Venerdì 18 novembre, 8 ore di astensione e manifestazione a Milano. In provincia ci sono 400 aziende con 12.000 addetti. Erano 20.000 dieci anni fa.

Mobilitati per il rinnovo del Contratto nazionale collettivo del settore tessile e abbigliamento e contro la destrutturazione del modello contrattuale: i sindacati Femca Cisl, Filctem Cgil, Uiltec Uil confermano lo sciopero nazionale che per la Lombardia sarà venerdì 18 novembre a sostegno della riapertura del tavolo delle trattative per il rinnovo contrattuale con Smi-Confindustria, bruscamente interrotto il 20 ottobre. Il precedente contratto era scaduto il 31 marzo.

Anche a Bergamo, i circa 12mila lavoratori delle 400 aziende del settore si preparano alla mobilitazione di 8 ore e alla manifestazione regionale che si terrà davanti alla sede SMI– Confindustria di viale Sarca a Milano (a partire dalle ore 10). Gli autobus diretti nel capoluogo lombardo partiranno da Albino alle ore 8.30 (parcheggio Teb) e da Bergamo alle ore 9 (dal parcheggio Coop di via Autostrada).

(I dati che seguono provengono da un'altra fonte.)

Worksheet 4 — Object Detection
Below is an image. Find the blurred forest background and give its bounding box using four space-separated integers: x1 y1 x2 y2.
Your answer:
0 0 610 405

«L’obiettivo della protesta è quello di riaprire al più presto il tavolo delle trattative per rinnovare il contratto e sostenere il reddito dei lavoratori – commentano i tre segretari provinciali Raffaele Salvatoni di Femca Cisl, Pietro Allieri di Filctem Cgil e Marco Zonca di Uiltec Uil di Bergamo. La questione che ha fatto saltare il tavolo è quella relativa agli incrementi salariali che la controparte non intende contrattare, proponendo una verifica dell’inflazione ‘ex post’, ovvero al termine di ogni anno, invece di anticiparla nell’aumento in busta paga come prevede l’attuale modello contrattuale. Una richiesta incomprensibile che riteniamo inaccettabile anche perché a farne le spese sarebbero 420 mila lavoratori (per il 90% donne) che hanno i salari più bassi del Paese. Insomma, si tenta di adottare un modello contrattuale che definisca ex post i minimi e non dia all’atto della sottoscrizione nessuna certezza sugli aumenti. Contemporaneamente si vogliono tagliare diritti ai lavoratori anche cancellando il secondo livello di contrattazione con la giustificazione di voler essere più competitivi a livello internazionale».

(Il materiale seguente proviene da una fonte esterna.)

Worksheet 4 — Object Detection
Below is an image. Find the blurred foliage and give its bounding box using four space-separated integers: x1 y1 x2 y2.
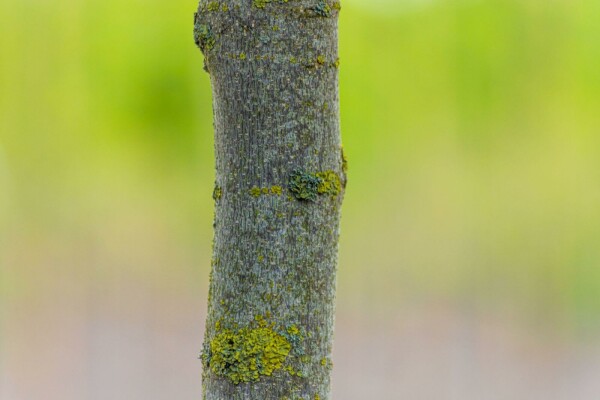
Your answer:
0 0 600 331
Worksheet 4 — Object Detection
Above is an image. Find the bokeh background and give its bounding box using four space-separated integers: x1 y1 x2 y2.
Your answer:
0 0 600 400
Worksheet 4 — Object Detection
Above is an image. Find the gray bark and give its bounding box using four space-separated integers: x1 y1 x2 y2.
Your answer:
194 0 346 400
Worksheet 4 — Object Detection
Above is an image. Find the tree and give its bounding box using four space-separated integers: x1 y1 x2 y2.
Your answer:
194 0 346 400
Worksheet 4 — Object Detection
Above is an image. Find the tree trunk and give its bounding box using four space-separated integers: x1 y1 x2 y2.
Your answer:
194 0 346 400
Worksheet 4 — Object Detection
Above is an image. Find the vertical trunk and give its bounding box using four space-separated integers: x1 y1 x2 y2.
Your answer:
194 0 346 400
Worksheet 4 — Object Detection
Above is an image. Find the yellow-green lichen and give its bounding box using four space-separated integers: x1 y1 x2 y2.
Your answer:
288 169 342 201
252 0 271 8
206 1 220 11
313 0 331 18
288 169 321 201
203 327 291 385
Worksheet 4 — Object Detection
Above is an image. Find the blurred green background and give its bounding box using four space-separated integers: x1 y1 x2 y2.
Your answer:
0 0 600 400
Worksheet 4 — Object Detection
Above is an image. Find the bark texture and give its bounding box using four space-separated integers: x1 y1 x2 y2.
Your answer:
194 0 346 400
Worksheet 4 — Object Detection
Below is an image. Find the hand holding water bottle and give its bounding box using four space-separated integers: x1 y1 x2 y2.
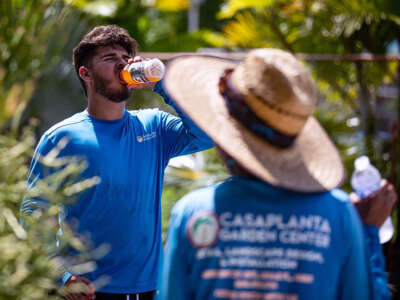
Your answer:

I dati degli ultimi 5 anni evidenziano come il settore tessile-abbigliamento abbia perso circa 100 mila posti di lavoro in tutt’Italia, mentre il fatturato è rimasto stabile, anzi in lieve crescita, intorno ai 54 miliardi. «Una ricchezza che cresce, anche se poco, ma non viene distribuita» spiegano i sindacati. Secondo l’analisi della Camera di Commercio di Bergamo, in provincia, la performance dell’industria tessile nell’ultimo trimestre conferma il buon andamento dei periodi precedenti, segnando un +4,3% nella produzione, ma nello stesso periodo, gli addetti nelle imprese sono calati dello 0,8. Nell’arco di dieci anni, colpiti da una delle più feroci crisi del settore, il numero degli addetti in provincia è passato da 20.000 a 12.000.

Il sindacato è preoccupato anche perché «le richieste normative presentate dalla controparte sono incentrate anche a ridimensionare il ruolo negoziale dei sindacati territoriali e delle Rsu. Eppure, il settore del tessile-abbigliamento non è povero, anzi, nella classifica dei primi 50 gruppi aziendali con i più grandi fatturati, una buona fetta è occupata proprio da aziende del settore. L’augurio - concludono i segretari territoriali - è che soprattutto i grandi gruppi riescano a distinguersi, come ad esempio ha fatto La Perla, passata da Smi-Confindustria a Confapi, mentre altre aziende stanno proponendo ai sindacati di anticipare gli aumenti salariali in attesa del rinnovo contrattuale. Insomma è auspicabile tornare al tavolo delle trattative al più presto. Siamo disponibili, ma per il momento nessuna data di incontro è stata definita».